This year is the fiftieth anniversary of the American pro golf tour’s split from the PGA of America. It was a controversial revolt, and I was a part of its leadership. But history has proved without a doubt that it was the right thing to do.
I started the PGA Tour in the spring of 1964 after graduating from college and doing six-months of active duty in the U.S. Army. In those days, there was no qualifying school. You just decided you to play the Tour, got two club pros to vouch for your ability to play golf, and you had to have $6,000 in a bank account. To get in tournaments, you had to qualify on Mondays. The two main ways you got exempt from Monday qualifying were to win a tournament, which gave you a one-year exemption, or finish in the top sixty money winners at the end of the year, which gave you a one-year exemption the next year.
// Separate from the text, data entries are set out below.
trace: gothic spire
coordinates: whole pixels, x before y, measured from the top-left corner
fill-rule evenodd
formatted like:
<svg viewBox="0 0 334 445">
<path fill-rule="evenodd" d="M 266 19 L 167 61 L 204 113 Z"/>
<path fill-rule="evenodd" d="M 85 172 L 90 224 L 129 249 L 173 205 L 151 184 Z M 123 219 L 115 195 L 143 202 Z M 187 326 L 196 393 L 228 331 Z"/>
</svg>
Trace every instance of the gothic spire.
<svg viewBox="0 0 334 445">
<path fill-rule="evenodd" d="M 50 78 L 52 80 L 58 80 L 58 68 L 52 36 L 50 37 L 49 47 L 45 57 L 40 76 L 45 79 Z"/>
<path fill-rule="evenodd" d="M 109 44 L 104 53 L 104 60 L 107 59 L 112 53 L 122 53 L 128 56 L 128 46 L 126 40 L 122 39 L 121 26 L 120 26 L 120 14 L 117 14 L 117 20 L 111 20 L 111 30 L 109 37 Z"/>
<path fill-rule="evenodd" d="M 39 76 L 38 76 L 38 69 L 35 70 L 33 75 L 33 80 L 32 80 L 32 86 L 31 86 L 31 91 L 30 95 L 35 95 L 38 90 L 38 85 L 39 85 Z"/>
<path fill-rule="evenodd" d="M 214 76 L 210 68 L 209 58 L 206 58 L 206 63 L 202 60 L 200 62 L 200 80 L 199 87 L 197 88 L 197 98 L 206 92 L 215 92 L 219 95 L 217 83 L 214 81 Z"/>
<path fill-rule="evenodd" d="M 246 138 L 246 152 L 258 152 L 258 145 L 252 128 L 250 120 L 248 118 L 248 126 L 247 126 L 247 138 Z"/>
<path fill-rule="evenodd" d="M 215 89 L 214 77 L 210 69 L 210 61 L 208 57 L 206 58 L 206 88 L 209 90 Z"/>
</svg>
But tournament sponsors had a lot of what was called “sponsor exemptions” that they could give out to whomever they chose. Oftentimes, they gave them to several local club pros who were the best players in that area or in that state. They were members of the PGA of America–the club pro association–but not members of the Tour. In those days, the Tour was under the auspices of the PGA of America.
About the time I started the Tour, some Tour members were complaining about how tournament sponsors were giving too many of their sponsor exemptions to local club pros instead of to members of the Tour who were not exempt players. This criticism increased. There were other complaints that Tour members had against the parent organization. And the PGA of America’s leadership was not acquiescing. So, in the late summer of 1968, several leading Tour players began holding private meetings to discuss a break-away from the PGA of America.
The leaders of this protest movement included Dan Sikes–a multiple tournament winner who had a law degree–Gardner Dickinson, Bob Goalby, and Lionel Hebert. As a representative of younger players, they invited me to join their possible revolt, which I did. Right away, the group discussed a name for this new pro golf tour. I suggested the Tournament Players Association, and the group voted to use that name.
It looked like 1969 was going to be a new pro golf tour–the TPA. There was animosity on both sides. So many club pros were saying bad things about us Tour players revolting from their cherished organization–the PGA of American. But one thing was for sure–more Tour members and less club pros would be getting in Tour tournaments.
Yet on December 12, 1968, the PGA of America backed down. The two sides came to an agreement: the name of the new Tour would be changed to the Tournament Players Division. This signified it would be a division partly on its own in professional golf. Sometime after that, the new Tour was no longer under the authority of the PGA of America at all.It was also decided that for this transition to happen more smoothly, the TPD should have a commissioner as in other American professional sports, such as baseball and football. So, Joe Dey, the longtime director of the USGA–the amateur body of our sport–was asked to become the new commissioner of the TPD. Mr. Dey accepted. He was our commissioner for the next five years. After that, former Tour player Deane Beman was the commissioner for the next twenty years. Both of these commissioners were good choices. Especially Beman, who had a thriving insurance business before turning, proved himself very valuable to the Tour, which was renamed the PGA Tour.
This month’s issue of Fortune magazine is dedicated to the U.S. stock markets and corporate businesses that have been very successful. So, it has an article about the fiftieth anniversary of the new pro golf Tour that resulted from the split. This article has some interesting financial statistics about how far the PGA Tour has progressed during the past fifty years. For example, the combined purses of all the tournaments in 1969 was $5.5 million; whereas, the combined total of the purses this year were $363 million. The best part of the PGA Tour is its annual giving to charity. From 1938 to 2005, the PGA Tour raised $1 billion for charity. But in the past nine years, it has raised $2 billion for charity.
Here in the U.S., there are three pro golf tours under the PGA Tour: regular PGA TOUR, Champions Tour, and Web.com Tour. But the Tour has now branched out internationally to include the PGA TOUR Canada, PGA TOUR Latinoamerica, and PGA TOUR Series China. I remember when China didn’t even have golf since it was a communistic country. Then there is First Tee, which is for junior golfers. And the PGA TOUR is now in the Olympics.
I could go on and on with this. My point, and that of the Fortune article, is that the split from the PGA of America in 1968 was something that had to happen, and the results have proved without a shadow of doubt that it was successful. As with the United States of America’s revolution from the king of England, sometimes revolt is the right thing to do.